I’ve finally decided on the plot, after three or four have been duly considered – I should be fine as long no alien abductions or teenage vampires creep in. They would not fit very well into 1909 North East England. I’ve got together a little kit, including a brand spanking new pencil case. For more ideas on a tool kit, have a read of Catherine Ryan Howard’s post here. I’ve read advice blogs, the best by far of which is here, and gathered my favourite writing advice books together.

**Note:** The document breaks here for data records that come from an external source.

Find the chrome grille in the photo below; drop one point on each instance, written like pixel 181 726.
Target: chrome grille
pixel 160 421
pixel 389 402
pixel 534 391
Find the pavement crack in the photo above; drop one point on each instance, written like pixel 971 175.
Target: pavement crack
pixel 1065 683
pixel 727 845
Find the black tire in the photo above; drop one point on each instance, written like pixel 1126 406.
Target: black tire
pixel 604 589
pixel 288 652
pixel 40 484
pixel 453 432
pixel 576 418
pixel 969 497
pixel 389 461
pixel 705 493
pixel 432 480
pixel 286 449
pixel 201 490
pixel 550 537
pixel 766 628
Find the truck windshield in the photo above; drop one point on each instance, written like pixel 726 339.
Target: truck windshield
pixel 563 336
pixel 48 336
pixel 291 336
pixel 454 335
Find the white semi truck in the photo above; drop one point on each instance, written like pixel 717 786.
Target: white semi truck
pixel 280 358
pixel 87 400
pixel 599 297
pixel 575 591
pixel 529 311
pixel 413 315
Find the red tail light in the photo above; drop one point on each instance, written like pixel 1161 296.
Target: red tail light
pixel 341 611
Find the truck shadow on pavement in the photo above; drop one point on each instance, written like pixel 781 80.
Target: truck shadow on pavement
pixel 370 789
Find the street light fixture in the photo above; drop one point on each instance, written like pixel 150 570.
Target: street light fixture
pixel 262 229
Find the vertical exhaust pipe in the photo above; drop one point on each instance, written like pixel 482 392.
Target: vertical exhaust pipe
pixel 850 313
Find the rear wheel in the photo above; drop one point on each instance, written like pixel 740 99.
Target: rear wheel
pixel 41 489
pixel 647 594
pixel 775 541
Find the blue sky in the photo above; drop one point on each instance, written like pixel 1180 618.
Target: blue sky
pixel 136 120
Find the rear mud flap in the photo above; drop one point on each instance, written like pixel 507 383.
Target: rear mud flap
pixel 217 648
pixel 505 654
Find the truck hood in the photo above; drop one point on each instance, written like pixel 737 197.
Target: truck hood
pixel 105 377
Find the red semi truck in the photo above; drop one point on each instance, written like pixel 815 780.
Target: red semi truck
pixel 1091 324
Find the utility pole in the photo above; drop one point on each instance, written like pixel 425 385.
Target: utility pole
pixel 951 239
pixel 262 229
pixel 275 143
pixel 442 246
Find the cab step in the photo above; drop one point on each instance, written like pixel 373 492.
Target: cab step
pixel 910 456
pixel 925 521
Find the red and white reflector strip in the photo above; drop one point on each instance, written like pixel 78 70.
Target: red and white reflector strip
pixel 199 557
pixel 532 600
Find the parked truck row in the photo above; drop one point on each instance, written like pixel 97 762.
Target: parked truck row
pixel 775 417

What I’ve noticed as other writerly friends limber up for a month of madness, mania and mental agility is our tendency to accumulate Things to help or inspire us. I don’t mean the copy of Stephen King’s On Writing growing steadily more dog-eared or music ranging from soothing classical to raging metallic, although these things are important. I mean actual THINGS. If you follow @mruku on Twitter you will have noticed many references to his writing hat, and the considerable anguish involved. Catherine’s post, above, mentions a clicky pen – not to write with but to click incessantly to keep her fingers busy as well as her mind. I am only glad I’m not working in the same room, or I would have to throw her out of the window – sorry Catherine! (or force her to make me coffee constantly…)
I have a necklace. That’s it, in the picture. I tend to wear it when I want to feel inspired – not because I think it brings me luck or anything, but because one day I’m fairly sure I’m going to write a story featuring the necklace. It just looks like it should have a story. Like it has magical properties or something. Again, it’s not that I DO think it has magical properties, just that it looks like it should. I look at it, I start imagining a story, and the bit of my brain that fools me into thinking I can tell a story kicks in.

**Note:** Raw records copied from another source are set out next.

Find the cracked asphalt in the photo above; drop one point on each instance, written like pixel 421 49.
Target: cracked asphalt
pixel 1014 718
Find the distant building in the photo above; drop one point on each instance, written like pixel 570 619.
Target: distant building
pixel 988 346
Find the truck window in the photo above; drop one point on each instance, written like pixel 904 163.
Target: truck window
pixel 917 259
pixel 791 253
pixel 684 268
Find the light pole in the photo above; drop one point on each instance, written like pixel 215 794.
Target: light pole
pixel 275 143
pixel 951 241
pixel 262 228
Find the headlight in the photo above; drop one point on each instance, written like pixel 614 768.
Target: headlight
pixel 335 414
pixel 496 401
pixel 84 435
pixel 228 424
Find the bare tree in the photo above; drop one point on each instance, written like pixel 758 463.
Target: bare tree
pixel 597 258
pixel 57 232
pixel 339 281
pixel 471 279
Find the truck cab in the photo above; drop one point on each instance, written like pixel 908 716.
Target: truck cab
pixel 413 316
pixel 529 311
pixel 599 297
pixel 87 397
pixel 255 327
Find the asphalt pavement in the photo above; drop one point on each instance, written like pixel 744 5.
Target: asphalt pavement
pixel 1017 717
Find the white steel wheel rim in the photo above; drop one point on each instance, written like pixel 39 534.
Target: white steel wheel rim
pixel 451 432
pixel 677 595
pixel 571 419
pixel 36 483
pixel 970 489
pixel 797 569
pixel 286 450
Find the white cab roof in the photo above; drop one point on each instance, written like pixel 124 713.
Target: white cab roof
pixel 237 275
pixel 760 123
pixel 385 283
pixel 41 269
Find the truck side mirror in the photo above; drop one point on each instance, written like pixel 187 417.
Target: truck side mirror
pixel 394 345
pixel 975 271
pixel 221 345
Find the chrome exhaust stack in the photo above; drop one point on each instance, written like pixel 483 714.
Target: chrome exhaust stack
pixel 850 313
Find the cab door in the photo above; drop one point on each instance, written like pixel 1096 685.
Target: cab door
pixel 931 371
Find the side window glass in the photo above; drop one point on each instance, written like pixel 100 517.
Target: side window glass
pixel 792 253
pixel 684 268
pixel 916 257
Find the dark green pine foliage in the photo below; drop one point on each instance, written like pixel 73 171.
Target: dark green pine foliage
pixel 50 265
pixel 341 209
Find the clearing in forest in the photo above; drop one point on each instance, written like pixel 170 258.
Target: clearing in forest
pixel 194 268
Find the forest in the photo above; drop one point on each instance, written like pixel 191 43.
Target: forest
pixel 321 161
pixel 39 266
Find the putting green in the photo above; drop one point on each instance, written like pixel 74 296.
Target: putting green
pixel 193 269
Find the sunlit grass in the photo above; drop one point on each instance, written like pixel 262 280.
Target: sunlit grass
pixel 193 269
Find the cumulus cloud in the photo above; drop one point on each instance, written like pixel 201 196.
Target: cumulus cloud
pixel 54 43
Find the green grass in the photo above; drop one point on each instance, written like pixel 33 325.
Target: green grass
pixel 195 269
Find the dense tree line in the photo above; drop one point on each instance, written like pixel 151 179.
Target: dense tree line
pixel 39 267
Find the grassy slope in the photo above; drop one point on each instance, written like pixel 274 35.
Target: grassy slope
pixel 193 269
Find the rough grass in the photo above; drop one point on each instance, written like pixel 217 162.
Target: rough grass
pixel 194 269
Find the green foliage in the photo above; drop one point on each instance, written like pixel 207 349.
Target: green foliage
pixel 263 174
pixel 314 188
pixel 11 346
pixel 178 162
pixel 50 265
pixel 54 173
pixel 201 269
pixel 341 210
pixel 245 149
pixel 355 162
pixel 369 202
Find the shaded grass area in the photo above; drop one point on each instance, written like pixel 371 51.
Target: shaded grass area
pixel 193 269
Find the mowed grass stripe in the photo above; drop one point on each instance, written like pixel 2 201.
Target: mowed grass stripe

I always think writers should have a little quirk. Like a ritual or an possession or some little oddity like a writing hat. Something we can tell the interviewer from The Times when we are on the bestseller’s list for the fourth Christmas running. Something where we can tell our grandkids, “And Grandma always had to have her special necklace/pen/hat/coffee stirred three times anti-clockwise, four times clockwise then blessed with holy water, before she wrote a masterpiece.” And if I’m not on the bestseller’s list four Christmases in a row? I can blame the necklace. Obviously, it just wasn’t magical enough.
Anyone else got any oddities they’d like to own up to?